19 de junho de 2012

Zoológico humano

Do nada, as vozes começaram a se projetar pelo corredor e tornaram pública uma conversa que o bom-senso mandaria que fosse travada no interior do apartamento:
- Eu só vou sair daqui quando você abrir a porta! Não, meu amor, eu não vou embora, só quando você abrir a porta! Meu querido, eu sei que você está com mais alguém aí dentro. Eu só quero que você abra essa porta e tenha a coragem de assumir as suas merdas! Ah, não vai abrir? Pois eu tenho todo o tempo do mundo para ficar aqui. Uma hora vocês vão ter que sair daí. E eu estarei aqui.
Um clique. A porta se abriu. Uma voz pedia calma.
- Calma? Mas quem está nervoso aqui? Só se for você. Cadê a pessoa que estava aí com você? Mas como não tem ninguém? Então, porque você está bloqueando a porta? Deixa eu entrar!
Novo pedido de calma. Uma terceira voz se faz ouvir. Assustada. Tensa.
- Ah, então é ela que não estava aí com você, é? Mas que coisa. Pagou quanto por essa tipa? Ah, como é que você não é puta, meu amor? Me desculpe, mas com essa cara e essa roupa, se não é merece ser confundida com uma. Cobrou quanto dele? Anda, fala, cobrou quanto? Ah, trezentos reais? Era só isso que eu queria saber, quanto vale a dignidade de uma pessoa. A dele valeu trezentos reais. Pra mim,. esse foi o preço que custou para saber que você é um canalha! Bastou eu viajar uns dias e você já me trai, se mete com puta. E não satisfeito em se meter com elas, ainda trouxe uma para dentro da nossa casa. Sim, porque essa também era minha casa, não é? Ou já esqueceu que eu moro, ou melhor, morava aqui também? E não pedi para isso, não, foi você que foi lá me buscar em casa e me pedir para por favor vir viver com você! Agora me apronta uma dessas? Canalha, desclassificado!
Choro. Soluços.
- Ah, minha filha, choro de puta era o que me faltava, mesmo. Pegou sua grana? Então ainda está fazendo o quê aqui? Tchau, vaza. Vai rodar sua bolsinha em outro lugar.
A outra voz ensaia uma tímida despedida, uma promessa de ligação posterior para esclarecer tudo e a recomendação de que não leve a mal. Chamou a fulana pelo nome.
- Ah, ela tem nome. E merece uma ligação para esclarecer tudo. Eu mereço, mesmo. Vou me meter com canalha, dá nisso! Vai me deixar entrar ou não?
Passos porta adentro. Porta se fecha. As vozes se tornam inaudíveis e o silêncio volta. Deve ter rolado um DR de proporções cataclísmicas, mas essa, como deve ser, foi travada dentro do apartamento.

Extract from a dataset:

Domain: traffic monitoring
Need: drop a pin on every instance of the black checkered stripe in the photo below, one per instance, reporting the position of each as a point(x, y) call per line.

Agora, releia toda essa história sabendo que a voz que tanto reclamava não era uma esposa que pegou o marido com uma puta, mas de um gay que pegou o companheiro (meu vizinho!) com uma mulher e, ainda por cima, puta.

Definitivamente, tenho que começar a procurar outro apartamento. Não bastasse o vizinho pianista (que, pelo menos, toca maravilhosamente bem), o vizinho chicleteiro (que, como convém a essa espécie, tem um gosto musical para lá do Deus-me-livre e um aparelho de som de altíssima potência) e o vizinho boca-suja (sempre gritando impropérios em altos brados, na quadra que fica em frente à minha janela), agora tenho um vizinho putanheiro e tenho (ou tinha., sei lá no que deu a DR) um vizinho barraqueiro...

Quem é doido de não achar que esse zoológico humano que é meu prédio tem uma fauna singular?